Ne manger que ce dont on a besoin
Le rapport entre les éléments principaux
de ce que l'on mange (acides aminés, glucides et lipides), dont
l'organisme a besoin pour reconstituer ceux qui ont été
utilisés lors de son fonctionnement, est la clé du succès
dans la perte du poids excédentaire, gage de bonne santé.
C'est la raison pour laquelle les allégés
sont la meilleure et la pire des choses : la consommation d'un yaourt
allégé ne va réduire l'ingestion de calories que
si ce n'est pas le prétexte d'en consommer un deuxième!
Plus grave encore, la réduction du taux de matière grasse
d'une denrée naturelle ne se traduit pas seulement par une diminution
de sa valeur calorique. Elle se traduit aussi par l'élimination
de tout ou partie d'éléments indispensables solubles dans
les graisses et véhiculées par elles : vitamines liposolubles,
acides gras essentiels et enzymes ou substances à activité
hormonale pour ne mentionner que ce qui est le mieux à ce jour.

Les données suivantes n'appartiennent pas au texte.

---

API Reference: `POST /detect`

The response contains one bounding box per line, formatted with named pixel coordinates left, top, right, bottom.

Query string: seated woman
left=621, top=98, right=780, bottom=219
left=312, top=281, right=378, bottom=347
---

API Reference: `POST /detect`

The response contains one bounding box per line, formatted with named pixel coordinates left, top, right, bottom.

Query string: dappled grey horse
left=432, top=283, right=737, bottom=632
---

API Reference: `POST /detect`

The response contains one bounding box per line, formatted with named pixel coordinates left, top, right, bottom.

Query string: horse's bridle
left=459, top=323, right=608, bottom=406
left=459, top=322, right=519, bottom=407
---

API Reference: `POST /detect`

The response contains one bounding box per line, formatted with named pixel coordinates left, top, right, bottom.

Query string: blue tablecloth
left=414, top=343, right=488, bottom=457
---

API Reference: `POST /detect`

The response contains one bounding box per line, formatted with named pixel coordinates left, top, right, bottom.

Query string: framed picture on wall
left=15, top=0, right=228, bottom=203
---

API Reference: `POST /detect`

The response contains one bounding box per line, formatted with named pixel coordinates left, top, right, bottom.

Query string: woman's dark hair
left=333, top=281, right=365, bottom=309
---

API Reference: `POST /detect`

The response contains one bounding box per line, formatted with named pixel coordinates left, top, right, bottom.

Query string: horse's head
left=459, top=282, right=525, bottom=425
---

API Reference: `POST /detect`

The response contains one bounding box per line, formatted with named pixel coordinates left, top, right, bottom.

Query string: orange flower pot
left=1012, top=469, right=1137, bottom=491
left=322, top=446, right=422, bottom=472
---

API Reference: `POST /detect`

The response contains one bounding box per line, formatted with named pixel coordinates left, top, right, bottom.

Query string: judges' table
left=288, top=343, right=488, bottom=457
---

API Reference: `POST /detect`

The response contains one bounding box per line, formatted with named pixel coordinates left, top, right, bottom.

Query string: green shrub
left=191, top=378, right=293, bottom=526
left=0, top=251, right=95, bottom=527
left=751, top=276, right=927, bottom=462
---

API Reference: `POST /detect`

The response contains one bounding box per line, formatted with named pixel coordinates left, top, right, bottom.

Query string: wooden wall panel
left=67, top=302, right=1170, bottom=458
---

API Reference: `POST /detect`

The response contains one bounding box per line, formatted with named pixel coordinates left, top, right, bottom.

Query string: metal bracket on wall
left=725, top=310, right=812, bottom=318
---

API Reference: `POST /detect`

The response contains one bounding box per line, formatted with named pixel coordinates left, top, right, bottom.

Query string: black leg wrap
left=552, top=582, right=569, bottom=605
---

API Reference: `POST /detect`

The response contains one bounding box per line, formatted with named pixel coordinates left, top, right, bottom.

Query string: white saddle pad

Prenons l'exemple du beurre ou des fromages fabriqués
avec du lait d'animaux nourris à l'herbe au printemps. Ce lait
est non seulement riches en vitamines et provitamines comme le carotène,
mais il contient des CLA, ces acides gras conjugués fabriqués
par un micro-organisme qui ne vit que dans la panse des ruminants et
qui a la faculté de transformer l'acide linolénique présent
en quantité dans l'herbe jeune en des composants dont les cellules
semblent s'accomoder très bien , puisqu'ils les protégent
de... la cancérisation.
Et ces CLA, ce n'est pas dans le lait écrèmé
0 %, le camembert allégé, les margarines "phytostérolées"
ou le yaourt aux fruits des Weight Watchers que vous irez les chercher
! N'en déplaise à Jean-Pierre Coffe...
Nous avons besoin de régimes hypocaloriques
pour maigrir. Nous avons besoin aussi de graisses d'origine animale
et de cholestérol pour vivre en bonne santé et manger
de bon appétit des denrées qui sont capables de permettre
de maigrir sans avoir faim. Nous y reviendrons très prochainement.